As the chair of a large academic department at a state university, I interviewed a promising candidate. We worked out teaching schedules for fall and spring semesters, with the possibility of a temporary full-time position for the following year. I spent a lot of time nurturing this candidate, giving her the schedules she wanted, pushing to get her contracts issued early, answering a lot of questions, providing course syllabi, etc. In mid-August, she attended a three-hour orientation session for new part-time faculty and continued to be in contact with questions. The candidate gave me a verbal commitment to accept the teaching assignments for both fall and spring semesters. Eight days prior to the start of fall semester, she returned the contracts unsigned and also notified me through email that she had taken a temporary full-time position at another institution, but that she was still interested in teaching at our institution in the future. I was furious that she had given me no indication that she was still seeking full-time employment a mere week before classes began. Had I any indication that she might not take our position, I would have made arrangements with another candidate to fill in on short notice. Teaching is not like other jobs – you can’t just put off the students for a month while you find another instructor.
Did she have a responsibility to notify me that she was still seeking full-time employment? Am I justified in my anger and unwillingness to consider her for any future teaching assignments?
P. M., Salem, MA
The short answer to your question is, yes, your anger and unwillingness to consider her for future employment are justified. Even though the contracts hadn’t been signed and returned, she gave you a verbal commitment, and at that point she was honor-bound to live up to her agreement. Eight days ahead of the start of the semester is too little time for you to find an alternative instructor. In fact, once she accepted your offer, she should have backed out of consideration for any other job position that posed a conflict.
One of the hardest things about a job search is recognizing that a bird in the hand means you quit looking for the two that might still be in the bush.

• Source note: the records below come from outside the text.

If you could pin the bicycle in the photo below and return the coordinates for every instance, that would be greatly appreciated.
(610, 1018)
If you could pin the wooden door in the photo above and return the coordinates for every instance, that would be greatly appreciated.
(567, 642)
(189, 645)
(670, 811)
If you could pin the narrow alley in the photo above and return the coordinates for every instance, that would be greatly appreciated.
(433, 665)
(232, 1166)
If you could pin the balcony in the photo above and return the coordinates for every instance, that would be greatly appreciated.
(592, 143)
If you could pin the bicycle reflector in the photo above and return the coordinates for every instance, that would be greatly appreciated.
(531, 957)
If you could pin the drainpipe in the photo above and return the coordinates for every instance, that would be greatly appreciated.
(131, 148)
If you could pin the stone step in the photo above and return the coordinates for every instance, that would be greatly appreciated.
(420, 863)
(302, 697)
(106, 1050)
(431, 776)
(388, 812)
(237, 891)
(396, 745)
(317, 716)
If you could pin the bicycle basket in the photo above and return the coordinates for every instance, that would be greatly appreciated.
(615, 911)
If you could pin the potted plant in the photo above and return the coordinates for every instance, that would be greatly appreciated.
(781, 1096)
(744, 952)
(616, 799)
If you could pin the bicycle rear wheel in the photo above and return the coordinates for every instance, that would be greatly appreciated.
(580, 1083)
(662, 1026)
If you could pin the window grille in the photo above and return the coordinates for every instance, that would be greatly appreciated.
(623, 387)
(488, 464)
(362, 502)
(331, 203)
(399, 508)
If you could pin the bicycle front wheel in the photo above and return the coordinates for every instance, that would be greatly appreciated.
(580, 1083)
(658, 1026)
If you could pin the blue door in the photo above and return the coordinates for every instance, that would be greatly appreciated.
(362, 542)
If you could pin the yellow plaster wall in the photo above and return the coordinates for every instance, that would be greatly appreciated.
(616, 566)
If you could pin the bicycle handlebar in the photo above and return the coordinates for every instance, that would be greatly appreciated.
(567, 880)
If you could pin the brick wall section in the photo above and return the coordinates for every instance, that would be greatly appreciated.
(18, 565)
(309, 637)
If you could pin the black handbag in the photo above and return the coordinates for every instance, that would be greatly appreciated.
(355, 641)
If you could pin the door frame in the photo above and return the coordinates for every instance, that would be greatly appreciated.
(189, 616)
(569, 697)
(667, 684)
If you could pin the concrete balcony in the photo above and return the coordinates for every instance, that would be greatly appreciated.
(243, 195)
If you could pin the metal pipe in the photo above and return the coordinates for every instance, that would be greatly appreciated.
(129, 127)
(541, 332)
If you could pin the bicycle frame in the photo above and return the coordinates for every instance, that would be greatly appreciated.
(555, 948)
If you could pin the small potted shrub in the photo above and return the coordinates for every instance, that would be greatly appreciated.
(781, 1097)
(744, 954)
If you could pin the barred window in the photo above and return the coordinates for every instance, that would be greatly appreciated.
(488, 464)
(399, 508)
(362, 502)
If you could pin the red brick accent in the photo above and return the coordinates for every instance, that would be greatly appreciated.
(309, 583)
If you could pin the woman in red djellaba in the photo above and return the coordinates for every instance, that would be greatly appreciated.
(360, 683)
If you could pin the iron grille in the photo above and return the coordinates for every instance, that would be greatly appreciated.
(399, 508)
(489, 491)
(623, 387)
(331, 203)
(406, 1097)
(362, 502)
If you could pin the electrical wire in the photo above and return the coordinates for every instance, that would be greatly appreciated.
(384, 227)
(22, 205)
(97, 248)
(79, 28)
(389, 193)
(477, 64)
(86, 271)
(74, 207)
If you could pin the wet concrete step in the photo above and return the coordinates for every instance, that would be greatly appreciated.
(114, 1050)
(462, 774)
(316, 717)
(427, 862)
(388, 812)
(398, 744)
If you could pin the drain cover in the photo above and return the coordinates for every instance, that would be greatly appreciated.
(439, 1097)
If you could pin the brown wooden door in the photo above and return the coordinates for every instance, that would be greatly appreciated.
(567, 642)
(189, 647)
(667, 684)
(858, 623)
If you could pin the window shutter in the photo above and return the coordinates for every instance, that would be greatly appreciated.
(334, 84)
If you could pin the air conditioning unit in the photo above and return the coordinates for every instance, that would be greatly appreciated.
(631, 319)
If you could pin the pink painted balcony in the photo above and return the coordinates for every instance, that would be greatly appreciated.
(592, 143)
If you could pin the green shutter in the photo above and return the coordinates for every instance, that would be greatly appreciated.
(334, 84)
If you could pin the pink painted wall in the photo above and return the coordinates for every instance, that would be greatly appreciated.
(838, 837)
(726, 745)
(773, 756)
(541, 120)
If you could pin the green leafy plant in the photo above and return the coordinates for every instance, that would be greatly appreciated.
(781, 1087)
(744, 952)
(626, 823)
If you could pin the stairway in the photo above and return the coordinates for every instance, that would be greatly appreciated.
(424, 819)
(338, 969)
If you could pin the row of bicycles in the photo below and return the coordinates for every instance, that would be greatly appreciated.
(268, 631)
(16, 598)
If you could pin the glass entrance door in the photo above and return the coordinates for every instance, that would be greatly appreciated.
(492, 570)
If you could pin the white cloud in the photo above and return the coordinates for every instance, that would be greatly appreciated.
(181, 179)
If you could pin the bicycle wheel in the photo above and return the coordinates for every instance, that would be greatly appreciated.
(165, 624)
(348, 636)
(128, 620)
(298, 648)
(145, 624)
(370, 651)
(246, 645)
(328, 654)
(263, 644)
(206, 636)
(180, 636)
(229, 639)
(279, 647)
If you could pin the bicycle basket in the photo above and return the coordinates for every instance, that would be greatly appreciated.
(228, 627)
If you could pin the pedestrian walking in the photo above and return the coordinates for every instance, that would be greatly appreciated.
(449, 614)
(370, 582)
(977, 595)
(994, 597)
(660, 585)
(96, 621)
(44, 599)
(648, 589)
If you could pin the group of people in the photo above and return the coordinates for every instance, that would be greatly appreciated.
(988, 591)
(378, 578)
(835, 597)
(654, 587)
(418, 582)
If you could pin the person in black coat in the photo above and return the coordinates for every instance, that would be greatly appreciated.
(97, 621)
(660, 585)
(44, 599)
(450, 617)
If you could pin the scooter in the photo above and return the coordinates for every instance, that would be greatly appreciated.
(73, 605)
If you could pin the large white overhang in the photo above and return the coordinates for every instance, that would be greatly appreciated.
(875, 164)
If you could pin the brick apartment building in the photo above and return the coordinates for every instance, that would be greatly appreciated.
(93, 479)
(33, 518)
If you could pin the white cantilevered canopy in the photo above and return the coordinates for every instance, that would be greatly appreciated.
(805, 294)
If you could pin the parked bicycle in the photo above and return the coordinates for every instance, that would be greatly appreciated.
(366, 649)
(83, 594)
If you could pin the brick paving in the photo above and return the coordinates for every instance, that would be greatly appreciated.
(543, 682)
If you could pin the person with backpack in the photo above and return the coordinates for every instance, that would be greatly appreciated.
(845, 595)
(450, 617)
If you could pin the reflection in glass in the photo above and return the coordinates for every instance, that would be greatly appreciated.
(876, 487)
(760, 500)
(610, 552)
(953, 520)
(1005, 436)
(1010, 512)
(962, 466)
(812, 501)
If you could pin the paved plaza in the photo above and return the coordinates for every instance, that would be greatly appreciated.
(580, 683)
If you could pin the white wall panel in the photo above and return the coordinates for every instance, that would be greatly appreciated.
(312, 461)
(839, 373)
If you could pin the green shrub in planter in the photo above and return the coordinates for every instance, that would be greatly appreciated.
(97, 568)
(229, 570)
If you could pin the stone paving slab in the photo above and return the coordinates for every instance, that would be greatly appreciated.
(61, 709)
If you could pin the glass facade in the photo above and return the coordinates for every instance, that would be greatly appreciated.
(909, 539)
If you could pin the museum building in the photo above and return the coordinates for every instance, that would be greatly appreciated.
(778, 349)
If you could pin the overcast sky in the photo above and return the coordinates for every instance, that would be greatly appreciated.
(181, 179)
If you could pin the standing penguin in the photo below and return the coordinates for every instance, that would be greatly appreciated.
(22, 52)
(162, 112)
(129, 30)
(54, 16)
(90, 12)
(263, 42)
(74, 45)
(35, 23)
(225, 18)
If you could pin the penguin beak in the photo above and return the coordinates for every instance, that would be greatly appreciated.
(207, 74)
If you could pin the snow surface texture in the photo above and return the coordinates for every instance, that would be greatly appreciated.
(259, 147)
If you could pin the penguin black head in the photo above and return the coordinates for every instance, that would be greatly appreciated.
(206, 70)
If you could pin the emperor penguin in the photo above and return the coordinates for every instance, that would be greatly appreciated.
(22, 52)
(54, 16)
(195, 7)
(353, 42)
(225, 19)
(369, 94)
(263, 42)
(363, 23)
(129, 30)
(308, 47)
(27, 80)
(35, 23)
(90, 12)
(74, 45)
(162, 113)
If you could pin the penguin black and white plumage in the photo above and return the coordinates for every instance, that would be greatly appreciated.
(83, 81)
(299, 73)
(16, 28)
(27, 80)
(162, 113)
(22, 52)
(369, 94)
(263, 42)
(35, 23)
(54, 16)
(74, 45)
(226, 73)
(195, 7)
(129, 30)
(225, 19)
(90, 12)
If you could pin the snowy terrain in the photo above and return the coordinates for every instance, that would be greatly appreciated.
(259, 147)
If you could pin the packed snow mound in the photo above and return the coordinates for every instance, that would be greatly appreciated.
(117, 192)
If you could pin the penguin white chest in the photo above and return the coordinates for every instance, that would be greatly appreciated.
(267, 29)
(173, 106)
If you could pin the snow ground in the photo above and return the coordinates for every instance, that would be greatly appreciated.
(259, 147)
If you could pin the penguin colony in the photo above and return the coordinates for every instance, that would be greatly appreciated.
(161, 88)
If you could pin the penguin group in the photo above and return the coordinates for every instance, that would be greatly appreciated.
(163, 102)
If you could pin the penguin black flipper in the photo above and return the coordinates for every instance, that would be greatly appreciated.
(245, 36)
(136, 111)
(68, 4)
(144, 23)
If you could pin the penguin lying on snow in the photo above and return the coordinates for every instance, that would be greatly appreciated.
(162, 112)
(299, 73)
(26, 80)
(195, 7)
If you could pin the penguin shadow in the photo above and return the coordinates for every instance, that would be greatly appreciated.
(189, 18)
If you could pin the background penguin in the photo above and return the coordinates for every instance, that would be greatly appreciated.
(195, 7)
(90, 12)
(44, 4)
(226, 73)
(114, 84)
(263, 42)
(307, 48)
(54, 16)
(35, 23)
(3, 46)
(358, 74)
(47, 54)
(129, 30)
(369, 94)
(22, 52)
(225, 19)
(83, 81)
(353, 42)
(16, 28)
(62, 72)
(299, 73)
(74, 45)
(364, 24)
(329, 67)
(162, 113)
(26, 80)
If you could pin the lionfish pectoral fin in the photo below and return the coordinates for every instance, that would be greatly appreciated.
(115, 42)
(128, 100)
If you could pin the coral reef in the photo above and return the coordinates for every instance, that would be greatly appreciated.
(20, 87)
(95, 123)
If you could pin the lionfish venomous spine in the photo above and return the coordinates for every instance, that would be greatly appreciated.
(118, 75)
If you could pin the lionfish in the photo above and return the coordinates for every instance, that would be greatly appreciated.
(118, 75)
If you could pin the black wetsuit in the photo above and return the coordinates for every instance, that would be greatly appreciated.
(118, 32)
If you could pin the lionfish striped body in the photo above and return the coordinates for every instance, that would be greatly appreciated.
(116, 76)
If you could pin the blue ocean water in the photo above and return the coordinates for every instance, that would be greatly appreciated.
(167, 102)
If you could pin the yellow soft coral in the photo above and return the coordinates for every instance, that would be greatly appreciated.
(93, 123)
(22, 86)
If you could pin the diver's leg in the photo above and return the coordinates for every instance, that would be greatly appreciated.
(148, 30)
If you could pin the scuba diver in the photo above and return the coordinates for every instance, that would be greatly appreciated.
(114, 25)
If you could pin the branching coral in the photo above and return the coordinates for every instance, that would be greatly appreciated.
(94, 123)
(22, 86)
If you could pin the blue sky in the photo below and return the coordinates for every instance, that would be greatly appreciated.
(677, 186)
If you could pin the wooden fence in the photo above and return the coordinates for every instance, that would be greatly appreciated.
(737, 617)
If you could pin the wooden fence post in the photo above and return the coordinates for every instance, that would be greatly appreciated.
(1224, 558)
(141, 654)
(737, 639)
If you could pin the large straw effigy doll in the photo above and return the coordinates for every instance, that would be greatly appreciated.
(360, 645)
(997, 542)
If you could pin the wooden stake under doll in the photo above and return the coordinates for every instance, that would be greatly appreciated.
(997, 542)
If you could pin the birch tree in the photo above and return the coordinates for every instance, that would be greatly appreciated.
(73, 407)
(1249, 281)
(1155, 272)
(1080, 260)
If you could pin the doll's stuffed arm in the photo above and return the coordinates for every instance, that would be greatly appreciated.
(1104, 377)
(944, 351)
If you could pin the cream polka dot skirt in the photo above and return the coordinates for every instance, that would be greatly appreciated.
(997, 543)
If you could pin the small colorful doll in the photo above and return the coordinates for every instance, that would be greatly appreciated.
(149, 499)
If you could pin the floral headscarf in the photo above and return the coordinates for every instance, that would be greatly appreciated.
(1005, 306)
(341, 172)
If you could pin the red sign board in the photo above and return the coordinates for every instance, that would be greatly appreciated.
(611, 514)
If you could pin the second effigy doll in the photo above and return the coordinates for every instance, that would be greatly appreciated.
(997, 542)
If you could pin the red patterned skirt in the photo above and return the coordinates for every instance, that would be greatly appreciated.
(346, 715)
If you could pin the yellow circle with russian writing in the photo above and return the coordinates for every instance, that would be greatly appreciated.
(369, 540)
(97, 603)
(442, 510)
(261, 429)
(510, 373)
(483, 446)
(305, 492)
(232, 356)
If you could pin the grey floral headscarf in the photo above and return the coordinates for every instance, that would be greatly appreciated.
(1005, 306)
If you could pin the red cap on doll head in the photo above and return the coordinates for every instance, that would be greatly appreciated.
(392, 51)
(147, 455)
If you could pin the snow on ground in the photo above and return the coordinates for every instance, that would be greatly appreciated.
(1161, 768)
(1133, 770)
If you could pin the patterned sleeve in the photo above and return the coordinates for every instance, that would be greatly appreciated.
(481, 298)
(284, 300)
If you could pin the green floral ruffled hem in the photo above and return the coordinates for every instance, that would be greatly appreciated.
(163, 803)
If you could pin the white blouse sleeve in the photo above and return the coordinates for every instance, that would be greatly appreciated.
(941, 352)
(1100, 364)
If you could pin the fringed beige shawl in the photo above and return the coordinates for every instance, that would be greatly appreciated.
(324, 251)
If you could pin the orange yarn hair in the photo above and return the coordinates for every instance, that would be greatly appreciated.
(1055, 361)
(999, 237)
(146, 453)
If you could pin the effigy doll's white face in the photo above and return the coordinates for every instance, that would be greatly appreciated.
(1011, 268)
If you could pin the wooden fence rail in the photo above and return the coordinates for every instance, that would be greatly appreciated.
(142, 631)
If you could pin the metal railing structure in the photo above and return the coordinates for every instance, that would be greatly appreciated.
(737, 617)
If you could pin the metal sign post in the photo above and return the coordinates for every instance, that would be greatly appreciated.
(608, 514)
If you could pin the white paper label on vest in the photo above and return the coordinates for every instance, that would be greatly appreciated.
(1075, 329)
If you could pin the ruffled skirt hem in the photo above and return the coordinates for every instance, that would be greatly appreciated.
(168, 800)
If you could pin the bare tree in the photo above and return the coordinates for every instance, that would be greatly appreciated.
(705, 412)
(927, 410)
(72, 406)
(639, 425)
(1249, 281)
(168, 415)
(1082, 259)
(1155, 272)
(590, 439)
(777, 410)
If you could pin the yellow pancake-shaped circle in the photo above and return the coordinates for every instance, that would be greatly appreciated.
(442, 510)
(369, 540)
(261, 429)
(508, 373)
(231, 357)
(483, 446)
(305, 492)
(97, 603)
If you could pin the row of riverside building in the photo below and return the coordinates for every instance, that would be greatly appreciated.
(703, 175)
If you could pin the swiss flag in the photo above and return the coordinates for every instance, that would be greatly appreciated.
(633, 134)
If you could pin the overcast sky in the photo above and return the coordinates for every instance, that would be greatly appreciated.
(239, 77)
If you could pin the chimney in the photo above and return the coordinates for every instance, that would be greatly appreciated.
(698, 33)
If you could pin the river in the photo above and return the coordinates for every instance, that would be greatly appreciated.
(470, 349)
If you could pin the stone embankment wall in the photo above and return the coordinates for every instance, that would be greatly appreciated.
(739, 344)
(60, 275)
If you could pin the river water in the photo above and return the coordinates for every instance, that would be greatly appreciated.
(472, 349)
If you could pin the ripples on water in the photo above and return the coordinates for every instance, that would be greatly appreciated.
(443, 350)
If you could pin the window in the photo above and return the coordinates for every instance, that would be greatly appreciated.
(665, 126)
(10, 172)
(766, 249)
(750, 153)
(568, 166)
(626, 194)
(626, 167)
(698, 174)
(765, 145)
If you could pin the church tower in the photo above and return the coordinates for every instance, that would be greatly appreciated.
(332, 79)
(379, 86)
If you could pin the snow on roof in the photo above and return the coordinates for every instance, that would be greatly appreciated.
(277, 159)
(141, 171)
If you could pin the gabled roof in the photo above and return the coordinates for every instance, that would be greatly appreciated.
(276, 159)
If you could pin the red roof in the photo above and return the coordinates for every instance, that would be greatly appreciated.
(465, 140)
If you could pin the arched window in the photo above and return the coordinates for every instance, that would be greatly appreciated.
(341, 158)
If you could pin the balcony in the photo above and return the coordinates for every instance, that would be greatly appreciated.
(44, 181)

When an applicant receives an offer, it is imperative that an answer be given and honored if the job is accepted. Once the offer is accepted the hiring entity will turn away other potentially qualified applicants. Opening the search up again is time consuming, difficult and unfair to the other qualified candidates who may have moved on to other possible opportunities. Once made, a commitment to a job should be honored. Not only did this applicant go back on her word, she also torpedoed any chance of teaching at your institution in the future. Given that her position at the other institution is temporary, she can’t afford to close off future opportunities.